U.S. President Barack Obama's doctor confirmed last month that the president no longer smokes. At the urging of his wife, Michelle Obama, the president first resolved to stop smoking in 2006, and has used nicotine replacement therapy to help him. If it took Obama, a man strong-willed enough to aspire to and achieve the U.S. presidency, five years to kick the habit, it is not surprising that hundreds of millions of smokers find themselves unable to quit.
Although smoking has fallen sharply in the United States, from about 40 percent of the population in 1970 to only 20 percent today, the proportion of smokers stopped dropping around 2004. There are still 46 million American adult smokers, and smoking kills about 443,000 Americans each year. Worldwide, the number of cigarettes sold — 6 trillion a year, enough to reach the sun and back — is at an all-time high. Six million people die each year from smoking — more than from AIDS, malaria, and traffic accidents combined. Of the 1.3 billion Chinese, more than one in 10 will die from smoking.

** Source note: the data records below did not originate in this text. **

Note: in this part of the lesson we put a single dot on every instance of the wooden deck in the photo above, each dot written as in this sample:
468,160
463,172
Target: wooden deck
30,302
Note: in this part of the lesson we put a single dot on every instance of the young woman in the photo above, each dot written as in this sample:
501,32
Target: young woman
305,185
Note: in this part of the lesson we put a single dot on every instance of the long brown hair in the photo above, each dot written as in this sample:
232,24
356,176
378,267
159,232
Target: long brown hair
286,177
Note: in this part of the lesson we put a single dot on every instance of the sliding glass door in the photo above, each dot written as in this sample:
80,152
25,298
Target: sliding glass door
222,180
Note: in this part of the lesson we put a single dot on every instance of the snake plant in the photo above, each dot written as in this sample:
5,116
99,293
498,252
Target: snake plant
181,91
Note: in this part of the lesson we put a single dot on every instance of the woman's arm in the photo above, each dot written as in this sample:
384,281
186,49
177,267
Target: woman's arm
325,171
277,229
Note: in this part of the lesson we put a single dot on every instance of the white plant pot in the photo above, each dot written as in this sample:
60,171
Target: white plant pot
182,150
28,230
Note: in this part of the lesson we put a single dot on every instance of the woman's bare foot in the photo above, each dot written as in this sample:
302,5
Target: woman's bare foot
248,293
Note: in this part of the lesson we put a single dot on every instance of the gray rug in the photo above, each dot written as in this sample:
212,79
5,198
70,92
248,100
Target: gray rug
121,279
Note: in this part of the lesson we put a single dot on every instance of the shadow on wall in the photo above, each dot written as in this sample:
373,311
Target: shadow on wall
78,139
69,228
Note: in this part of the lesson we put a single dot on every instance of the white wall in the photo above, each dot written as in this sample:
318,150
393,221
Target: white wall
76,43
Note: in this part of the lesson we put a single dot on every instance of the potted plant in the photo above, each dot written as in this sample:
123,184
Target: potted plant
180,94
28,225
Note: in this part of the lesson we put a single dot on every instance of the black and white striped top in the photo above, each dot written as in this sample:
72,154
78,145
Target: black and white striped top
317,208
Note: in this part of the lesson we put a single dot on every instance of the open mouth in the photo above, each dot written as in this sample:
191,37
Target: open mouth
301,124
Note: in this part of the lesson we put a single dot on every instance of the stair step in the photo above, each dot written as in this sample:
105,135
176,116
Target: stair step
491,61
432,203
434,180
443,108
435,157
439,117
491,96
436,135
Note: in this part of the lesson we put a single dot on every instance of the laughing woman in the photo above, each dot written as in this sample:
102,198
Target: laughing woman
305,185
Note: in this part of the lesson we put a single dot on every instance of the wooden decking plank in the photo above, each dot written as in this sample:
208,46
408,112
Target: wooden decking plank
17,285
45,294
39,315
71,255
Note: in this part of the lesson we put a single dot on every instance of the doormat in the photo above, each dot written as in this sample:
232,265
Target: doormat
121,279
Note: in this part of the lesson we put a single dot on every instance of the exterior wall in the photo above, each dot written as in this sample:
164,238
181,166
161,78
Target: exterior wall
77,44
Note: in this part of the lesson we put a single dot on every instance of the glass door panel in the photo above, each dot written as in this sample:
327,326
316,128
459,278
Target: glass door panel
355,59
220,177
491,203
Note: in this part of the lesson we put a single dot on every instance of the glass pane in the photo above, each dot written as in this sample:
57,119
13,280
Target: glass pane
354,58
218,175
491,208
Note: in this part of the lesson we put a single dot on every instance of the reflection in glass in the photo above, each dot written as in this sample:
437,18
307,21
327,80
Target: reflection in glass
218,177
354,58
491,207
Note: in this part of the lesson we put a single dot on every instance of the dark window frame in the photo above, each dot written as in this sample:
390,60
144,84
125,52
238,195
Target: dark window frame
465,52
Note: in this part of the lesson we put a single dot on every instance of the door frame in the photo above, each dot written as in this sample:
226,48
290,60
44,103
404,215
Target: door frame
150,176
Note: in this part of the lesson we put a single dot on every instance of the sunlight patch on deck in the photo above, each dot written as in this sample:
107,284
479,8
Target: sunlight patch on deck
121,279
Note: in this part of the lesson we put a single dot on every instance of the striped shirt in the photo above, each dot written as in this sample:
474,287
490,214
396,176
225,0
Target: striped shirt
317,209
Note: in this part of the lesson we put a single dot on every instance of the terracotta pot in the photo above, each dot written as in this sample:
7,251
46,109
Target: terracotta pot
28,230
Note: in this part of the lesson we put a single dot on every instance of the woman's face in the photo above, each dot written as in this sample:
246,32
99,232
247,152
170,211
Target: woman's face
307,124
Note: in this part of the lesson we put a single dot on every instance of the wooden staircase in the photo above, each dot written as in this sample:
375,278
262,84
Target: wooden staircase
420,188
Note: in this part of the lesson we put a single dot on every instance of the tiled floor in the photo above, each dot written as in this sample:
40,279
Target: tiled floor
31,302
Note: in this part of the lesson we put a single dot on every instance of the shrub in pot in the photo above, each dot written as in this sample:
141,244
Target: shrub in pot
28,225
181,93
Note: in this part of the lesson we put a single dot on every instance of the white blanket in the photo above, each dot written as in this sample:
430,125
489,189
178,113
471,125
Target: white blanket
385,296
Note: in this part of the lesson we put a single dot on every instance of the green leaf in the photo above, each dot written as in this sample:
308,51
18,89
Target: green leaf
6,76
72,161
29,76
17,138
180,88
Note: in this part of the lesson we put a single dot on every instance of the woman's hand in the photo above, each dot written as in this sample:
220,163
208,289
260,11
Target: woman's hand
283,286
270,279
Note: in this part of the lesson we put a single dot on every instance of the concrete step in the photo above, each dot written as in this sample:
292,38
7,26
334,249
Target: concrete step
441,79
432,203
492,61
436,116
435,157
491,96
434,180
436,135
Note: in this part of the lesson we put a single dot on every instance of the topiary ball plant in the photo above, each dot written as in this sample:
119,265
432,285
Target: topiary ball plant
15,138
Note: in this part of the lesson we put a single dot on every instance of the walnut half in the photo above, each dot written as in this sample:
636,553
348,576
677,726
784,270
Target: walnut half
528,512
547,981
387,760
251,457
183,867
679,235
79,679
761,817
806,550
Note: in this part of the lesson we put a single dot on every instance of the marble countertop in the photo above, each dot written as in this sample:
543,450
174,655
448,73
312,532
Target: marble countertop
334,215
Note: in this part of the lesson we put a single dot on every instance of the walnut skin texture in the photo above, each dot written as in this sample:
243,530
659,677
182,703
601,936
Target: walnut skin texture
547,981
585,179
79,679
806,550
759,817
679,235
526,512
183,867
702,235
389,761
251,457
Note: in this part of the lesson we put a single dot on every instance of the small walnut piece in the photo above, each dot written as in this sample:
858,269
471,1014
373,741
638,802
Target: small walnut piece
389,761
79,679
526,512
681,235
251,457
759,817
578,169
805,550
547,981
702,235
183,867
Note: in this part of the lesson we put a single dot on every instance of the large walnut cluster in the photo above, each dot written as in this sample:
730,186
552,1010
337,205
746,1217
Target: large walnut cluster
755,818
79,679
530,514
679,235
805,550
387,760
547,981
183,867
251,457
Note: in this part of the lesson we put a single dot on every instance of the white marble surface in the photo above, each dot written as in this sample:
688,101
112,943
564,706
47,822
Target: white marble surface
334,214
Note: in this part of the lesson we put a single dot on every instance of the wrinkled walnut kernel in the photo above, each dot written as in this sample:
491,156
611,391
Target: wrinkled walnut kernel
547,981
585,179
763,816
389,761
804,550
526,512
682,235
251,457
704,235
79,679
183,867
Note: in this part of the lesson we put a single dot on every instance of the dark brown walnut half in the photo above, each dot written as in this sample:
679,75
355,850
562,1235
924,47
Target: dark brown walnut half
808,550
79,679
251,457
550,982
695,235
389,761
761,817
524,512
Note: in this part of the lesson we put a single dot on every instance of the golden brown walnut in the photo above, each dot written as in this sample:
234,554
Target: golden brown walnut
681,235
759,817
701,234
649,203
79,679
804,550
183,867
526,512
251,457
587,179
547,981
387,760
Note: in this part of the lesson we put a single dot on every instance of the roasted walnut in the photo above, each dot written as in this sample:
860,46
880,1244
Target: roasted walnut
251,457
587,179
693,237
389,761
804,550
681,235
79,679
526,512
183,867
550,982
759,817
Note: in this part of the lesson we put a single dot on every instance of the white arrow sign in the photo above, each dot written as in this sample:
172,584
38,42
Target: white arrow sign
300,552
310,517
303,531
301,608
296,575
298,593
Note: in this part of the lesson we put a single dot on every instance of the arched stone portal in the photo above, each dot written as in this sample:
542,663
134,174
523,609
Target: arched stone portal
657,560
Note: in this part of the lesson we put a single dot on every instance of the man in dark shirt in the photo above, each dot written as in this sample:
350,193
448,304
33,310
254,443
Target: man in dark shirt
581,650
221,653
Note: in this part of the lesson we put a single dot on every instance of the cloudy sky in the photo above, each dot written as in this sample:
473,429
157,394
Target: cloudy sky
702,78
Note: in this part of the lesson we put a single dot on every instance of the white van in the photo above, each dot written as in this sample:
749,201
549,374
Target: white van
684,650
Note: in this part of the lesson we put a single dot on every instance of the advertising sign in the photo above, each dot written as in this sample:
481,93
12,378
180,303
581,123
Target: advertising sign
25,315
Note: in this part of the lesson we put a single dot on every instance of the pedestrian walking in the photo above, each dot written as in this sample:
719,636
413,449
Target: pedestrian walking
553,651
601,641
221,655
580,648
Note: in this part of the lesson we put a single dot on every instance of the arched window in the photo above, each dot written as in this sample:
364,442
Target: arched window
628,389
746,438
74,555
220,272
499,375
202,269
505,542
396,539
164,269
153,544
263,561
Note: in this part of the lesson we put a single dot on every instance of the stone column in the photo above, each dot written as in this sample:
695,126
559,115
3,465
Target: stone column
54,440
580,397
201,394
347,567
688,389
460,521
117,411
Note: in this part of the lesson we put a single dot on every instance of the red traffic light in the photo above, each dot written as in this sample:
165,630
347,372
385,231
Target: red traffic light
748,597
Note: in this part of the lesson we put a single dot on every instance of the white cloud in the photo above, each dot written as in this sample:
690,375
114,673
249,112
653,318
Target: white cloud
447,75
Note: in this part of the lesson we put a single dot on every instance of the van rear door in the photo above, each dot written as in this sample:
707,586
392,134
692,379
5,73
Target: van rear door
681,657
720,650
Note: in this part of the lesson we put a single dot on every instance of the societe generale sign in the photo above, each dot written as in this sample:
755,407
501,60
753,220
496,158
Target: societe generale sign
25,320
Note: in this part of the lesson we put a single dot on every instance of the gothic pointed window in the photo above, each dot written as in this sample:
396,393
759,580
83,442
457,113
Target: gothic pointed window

Earlier this month, the U.S. Food and Drug Administration announced that it would spend $600 million over five years to educate the public about the dangers of tobacco use. But Robert Proctor, a historian of science at Stanford University and the author of a forthcoming blockbuster titled "Golden Holocaust: Origins of the Cigarette Catastrophe and the Case for Abolition," argues that to use education as one's only weapon against a highly addictive and often lethal drug is unpardonably insufficient.